Staff at SANDS AT SOUTH BEACH CARE CENTER, THE tend to stick around. With a turnover rate of 26%, the facility is 20 percentage points below the Florida average of 46%. Low turnover is a positive sign. It means caregivers have time to learn each resident's needs, medications, and personal preferences. Consistent staff also notice subtle changes in a resident's condition more quickly. Registered Nurse turnover is also low at 27%, meaning experienced RNs are available to handle complex medical needs.

Was Sands At South Beach, The Ever Fined?

SANDS AT SOUTH BEACH CARE CENTER, THE has no federal fines on record. CMS issues fines when nursing homes fail to meet care standards or don't correct problems found during inspections. The absence of fines suggests the facility has either maintained compliance or corrected any issues before penalties were assessed. This is a positive indicator, though families should still review recent inspection reports for the full picture.

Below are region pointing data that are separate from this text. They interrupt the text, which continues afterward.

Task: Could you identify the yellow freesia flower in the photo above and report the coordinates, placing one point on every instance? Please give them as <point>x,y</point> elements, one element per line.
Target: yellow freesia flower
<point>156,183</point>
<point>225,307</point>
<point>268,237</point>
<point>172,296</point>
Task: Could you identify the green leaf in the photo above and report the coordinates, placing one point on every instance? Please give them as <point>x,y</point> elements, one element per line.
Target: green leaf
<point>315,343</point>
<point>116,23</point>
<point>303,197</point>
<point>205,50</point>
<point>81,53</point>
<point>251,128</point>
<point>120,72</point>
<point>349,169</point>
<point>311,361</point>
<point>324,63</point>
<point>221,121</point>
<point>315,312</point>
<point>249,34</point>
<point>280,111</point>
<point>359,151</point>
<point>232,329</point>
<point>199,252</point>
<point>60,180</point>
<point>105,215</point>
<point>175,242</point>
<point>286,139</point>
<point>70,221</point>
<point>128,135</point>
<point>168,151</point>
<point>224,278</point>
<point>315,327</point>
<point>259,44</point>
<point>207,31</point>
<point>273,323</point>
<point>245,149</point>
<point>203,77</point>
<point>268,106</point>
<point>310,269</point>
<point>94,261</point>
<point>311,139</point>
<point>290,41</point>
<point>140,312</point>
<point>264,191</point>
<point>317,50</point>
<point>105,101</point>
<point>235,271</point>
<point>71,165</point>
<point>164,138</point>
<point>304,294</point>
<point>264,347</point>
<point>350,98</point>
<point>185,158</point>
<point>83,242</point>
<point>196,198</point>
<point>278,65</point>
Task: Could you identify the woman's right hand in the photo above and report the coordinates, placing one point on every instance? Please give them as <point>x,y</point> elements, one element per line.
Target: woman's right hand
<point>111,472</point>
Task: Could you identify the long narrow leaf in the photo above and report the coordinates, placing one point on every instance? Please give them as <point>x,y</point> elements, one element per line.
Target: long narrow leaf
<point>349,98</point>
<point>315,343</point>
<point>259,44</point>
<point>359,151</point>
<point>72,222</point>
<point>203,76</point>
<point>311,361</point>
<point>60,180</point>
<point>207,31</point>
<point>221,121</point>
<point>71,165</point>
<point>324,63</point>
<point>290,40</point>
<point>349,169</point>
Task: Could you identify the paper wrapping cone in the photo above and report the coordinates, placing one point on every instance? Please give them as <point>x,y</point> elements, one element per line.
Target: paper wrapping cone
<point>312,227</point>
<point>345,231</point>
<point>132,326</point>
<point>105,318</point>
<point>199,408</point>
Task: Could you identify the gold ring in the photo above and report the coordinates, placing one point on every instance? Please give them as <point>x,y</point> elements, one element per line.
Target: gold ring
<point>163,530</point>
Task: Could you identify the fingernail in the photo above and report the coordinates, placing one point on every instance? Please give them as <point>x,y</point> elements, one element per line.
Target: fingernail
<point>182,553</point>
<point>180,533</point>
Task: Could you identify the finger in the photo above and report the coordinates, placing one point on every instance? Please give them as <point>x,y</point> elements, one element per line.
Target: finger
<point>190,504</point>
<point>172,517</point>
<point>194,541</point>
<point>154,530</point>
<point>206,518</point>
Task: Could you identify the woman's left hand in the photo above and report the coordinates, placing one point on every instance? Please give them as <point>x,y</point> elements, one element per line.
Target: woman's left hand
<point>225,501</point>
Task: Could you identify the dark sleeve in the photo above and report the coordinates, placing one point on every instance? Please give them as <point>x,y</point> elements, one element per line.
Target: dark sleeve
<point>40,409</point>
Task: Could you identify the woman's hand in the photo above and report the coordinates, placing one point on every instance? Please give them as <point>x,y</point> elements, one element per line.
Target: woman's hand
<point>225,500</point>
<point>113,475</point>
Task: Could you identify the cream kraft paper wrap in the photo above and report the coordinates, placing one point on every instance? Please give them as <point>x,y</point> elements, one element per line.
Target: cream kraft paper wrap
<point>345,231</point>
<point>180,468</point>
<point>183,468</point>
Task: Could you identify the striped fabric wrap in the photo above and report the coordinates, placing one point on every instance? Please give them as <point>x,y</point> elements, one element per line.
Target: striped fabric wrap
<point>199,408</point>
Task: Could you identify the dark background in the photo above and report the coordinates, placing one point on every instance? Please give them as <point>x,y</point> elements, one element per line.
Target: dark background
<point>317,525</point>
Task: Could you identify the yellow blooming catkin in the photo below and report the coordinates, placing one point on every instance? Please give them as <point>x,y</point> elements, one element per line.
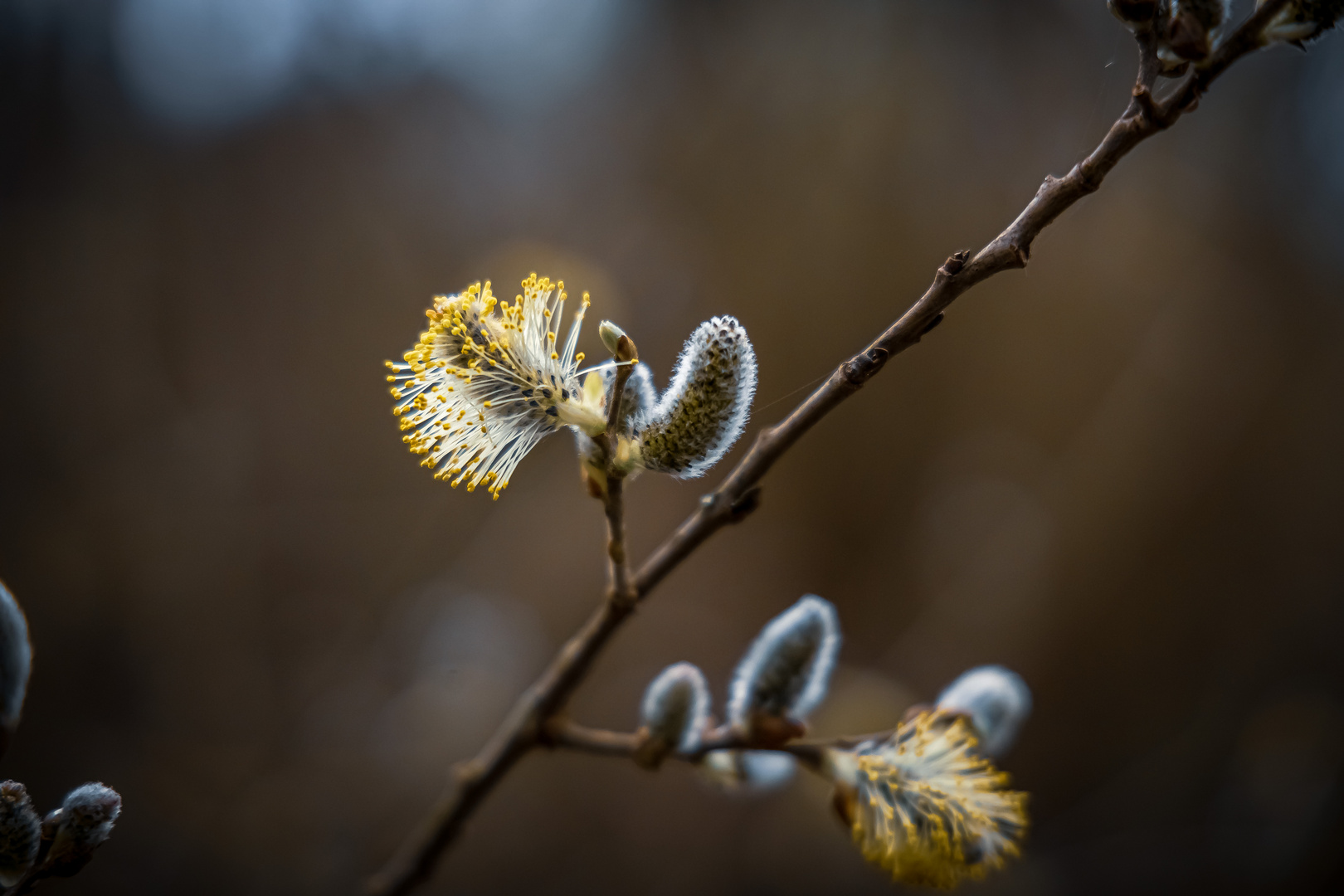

Is Sands At South Beach, The on Any Federal Watch List?

SANDS AT SOUTH BEACH CARE CENTER, THE is not on any federal watch list. The most significant is the Special Focus Facility (SFF) program, which identifies the bottom 1% of nursing homes nationally based on persistent, serious quality problems. Not being on this list means the facility has avoided the pattern of deficiencies that triggers enhanced federal oversight. This is a positive indicator, though families should still review the facility's inspection history directly.